The amendments may have the effect of taking some of the wind out of the sails of the opposition battleship and may cause wayward PC voters to return to the safety of their familiar political flock – at least that is the hope. Critics of the legislation and the Land Use Framework (LUF) will no doubt try to keep the issue alive with more allegations and fearmongering; time will tell. Opposition parties are already casting about for another land-related issue and they may have caught one. They are already trying to link the vast power line link plan as an example of the true intention of PC government land-use policy. Land expropriation nightmares and arrogant non-consultations are sure to be exploited by critics and opposition parties.
Harvey Buckley, prominent rancher and former chairman of the Agricultural Products Marketing Council, has noted that there are provisions in some of the land-related legislation to set up an entity similar to the Marketing Council. He points out that agency has addressed marketing board and commission issues for almost three decades and seems to function well. The surface rights board would be another good example.
Such a regulatory/appeal agency may well be the answer in the long run, but access to the courts needs to be maintained. The reality is government agencies, quasi or otherwise, are usually populated with political appointees that makes them suspect especially if they make controversial decisions.
The political firestorm over land-related legislation, and it has become very over-arching including leases, access, etc., is giving many citizens the feeling that this government and its senior bureaucracy is bent on centralizing everything.
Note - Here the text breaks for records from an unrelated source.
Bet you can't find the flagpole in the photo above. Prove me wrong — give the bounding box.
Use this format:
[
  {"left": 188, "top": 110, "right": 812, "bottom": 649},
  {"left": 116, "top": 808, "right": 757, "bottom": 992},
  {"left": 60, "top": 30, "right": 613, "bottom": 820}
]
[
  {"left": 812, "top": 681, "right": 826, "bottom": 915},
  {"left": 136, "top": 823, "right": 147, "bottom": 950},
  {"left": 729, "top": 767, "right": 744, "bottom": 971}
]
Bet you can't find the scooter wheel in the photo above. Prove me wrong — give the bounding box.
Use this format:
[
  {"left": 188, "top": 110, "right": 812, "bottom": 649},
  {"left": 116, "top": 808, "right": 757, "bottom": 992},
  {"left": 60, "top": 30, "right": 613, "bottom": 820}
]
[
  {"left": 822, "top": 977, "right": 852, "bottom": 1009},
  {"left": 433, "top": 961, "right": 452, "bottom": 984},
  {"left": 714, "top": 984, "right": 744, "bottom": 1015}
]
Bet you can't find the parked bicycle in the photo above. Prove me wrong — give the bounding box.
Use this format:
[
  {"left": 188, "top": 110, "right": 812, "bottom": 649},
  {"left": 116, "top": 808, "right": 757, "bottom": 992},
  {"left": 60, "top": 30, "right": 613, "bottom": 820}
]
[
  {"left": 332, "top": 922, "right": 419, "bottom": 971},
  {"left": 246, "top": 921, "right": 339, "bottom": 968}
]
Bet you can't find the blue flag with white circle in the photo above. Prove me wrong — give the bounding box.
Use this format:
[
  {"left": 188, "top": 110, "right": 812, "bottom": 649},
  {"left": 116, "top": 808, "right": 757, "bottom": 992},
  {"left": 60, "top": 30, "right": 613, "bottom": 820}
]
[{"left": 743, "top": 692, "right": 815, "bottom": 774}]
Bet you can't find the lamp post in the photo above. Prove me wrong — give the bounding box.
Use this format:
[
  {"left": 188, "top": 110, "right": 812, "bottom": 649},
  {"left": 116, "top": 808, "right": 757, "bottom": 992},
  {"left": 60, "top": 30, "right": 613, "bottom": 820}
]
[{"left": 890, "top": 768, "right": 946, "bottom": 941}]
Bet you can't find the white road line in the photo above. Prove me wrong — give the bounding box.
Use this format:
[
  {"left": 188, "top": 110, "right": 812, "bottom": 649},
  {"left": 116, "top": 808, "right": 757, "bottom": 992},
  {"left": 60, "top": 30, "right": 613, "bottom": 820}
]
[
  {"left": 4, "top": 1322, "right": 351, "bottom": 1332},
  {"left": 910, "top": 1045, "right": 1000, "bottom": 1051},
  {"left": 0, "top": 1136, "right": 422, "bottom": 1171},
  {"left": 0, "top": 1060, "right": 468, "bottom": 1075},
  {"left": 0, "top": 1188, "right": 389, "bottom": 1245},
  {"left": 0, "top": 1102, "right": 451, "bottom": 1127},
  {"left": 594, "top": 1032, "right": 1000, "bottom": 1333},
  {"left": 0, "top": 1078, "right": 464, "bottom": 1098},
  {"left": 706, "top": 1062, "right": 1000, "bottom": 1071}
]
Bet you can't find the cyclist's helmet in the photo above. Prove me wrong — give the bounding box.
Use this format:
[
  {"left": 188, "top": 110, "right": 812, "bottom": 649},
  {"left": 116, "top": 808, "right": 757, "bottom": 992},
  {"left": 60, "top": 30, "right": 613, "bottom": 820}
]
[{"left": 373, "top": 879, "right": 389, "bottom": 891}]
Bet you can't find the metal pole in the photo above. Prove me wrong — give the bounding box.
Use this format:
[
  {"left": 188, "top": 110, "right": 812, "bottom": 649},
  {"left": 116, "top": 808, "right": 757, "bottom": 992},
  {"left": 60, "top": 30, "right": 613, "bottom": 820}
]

Certainly wiping out the rural health regions into one authority in Edmonton only confirms those suspicions. The government in establishing the LUF and the subsequent regional planning entities disputes the centralization allegation. They contend, and rightly so, that the planning consultation process is in local and regional hands. Yet suspicions grow over the process with lobby groups of every stripe organizing to challenge any recommendations coming out of the regional land use plans.
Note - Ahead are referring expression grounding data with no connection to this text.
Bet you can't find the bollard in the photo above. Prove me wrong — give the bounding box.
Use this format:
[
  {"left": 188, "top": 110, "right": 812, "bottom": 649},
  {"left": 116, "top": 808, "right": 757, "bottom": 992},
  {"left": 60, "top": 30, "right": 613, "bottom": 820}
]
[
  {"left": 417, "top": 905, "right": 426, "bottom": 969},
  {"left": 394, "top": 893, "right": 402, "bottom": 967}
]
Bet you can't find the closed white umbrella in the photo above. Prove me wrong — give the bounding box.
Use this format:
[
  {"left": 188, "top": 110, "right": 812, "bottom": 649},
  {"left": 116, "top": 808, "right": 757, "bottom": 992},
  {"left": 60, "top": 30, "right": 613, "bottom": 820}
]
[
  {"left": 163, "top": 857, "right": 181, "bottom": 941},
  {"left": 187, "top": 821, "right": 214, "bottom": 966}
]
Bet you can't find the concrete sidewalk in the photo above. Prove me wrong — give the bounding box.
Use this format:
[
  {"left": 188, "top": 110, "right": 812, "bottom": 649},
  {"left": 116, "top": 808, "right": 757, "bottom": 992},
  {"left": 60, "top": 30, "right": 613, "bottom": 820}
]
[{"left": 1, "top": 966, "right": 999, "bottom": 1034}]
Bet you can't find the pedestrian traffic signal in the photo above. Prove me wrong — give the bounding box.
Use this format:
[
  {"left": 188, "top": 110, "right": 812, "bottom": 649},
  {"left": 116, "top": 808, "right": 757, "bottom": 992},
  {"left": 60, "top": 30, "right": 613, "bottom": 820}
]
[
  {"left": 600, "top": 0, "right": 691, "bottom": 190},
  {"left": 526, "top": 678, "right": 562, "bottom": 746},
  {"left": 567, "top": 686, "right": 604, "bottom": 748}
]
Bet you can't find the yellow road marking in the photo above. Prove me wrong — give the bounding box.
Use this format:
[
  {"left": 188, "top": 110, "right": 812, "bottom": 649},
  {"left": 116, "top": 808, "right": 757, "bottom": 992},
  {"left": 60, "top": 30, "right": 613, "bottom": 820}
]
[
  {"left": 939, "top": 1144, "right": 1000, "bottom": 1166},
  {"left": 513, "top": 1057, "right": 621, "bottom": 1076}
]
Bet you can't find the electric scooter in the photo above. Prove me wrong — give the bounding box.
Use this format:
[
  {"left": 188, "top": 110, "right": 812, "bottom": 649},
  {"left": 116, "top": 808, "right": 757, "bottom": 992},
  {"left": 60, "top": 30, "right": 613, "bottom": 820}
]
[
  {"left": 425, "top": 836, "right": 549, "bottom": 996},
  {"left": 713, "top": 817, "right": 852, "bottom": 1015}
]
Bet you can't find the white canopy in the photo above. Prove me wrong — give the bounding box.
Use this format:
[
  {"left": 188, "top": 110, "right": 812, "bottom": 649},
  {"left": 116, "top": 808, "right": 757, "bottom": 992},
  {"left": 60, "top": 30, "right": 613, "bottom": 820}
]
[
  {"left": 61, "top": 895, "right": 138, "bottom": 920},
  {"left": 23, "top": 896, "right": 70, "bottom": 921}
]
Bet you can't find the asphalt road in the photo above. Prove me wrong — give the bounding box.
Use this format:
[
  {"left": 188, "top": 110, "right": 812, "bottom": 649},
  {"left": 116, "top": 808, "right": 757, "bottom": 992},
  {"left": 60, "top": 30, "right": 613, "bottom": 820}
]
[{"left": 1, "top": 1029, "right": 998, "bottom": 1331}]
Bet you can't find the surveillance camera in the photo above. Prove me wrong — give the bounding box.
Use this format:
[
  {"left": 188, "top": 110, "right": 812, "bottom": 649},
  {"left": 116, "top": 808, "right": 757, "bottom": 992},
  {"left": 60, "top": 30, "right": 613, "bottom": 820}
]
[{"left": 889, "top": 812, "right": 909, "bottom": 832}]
Meanwhile the government backtracks with amendments to legislation and seems unwilling to change course unless its back is against the wall. The opposition has had a free ride on the issue and gained much political capital. However, they too need to come up with some viable policy on land use planning. Farming and ranching in this province are not just a major economic sector, but also a major part of our environmental and rural culture and needs to be protected from urban and industrial encroachment. Land-use planning, central or otherwise is needed, how that can be achieved with everyone accepting and buying into the process is the moving target.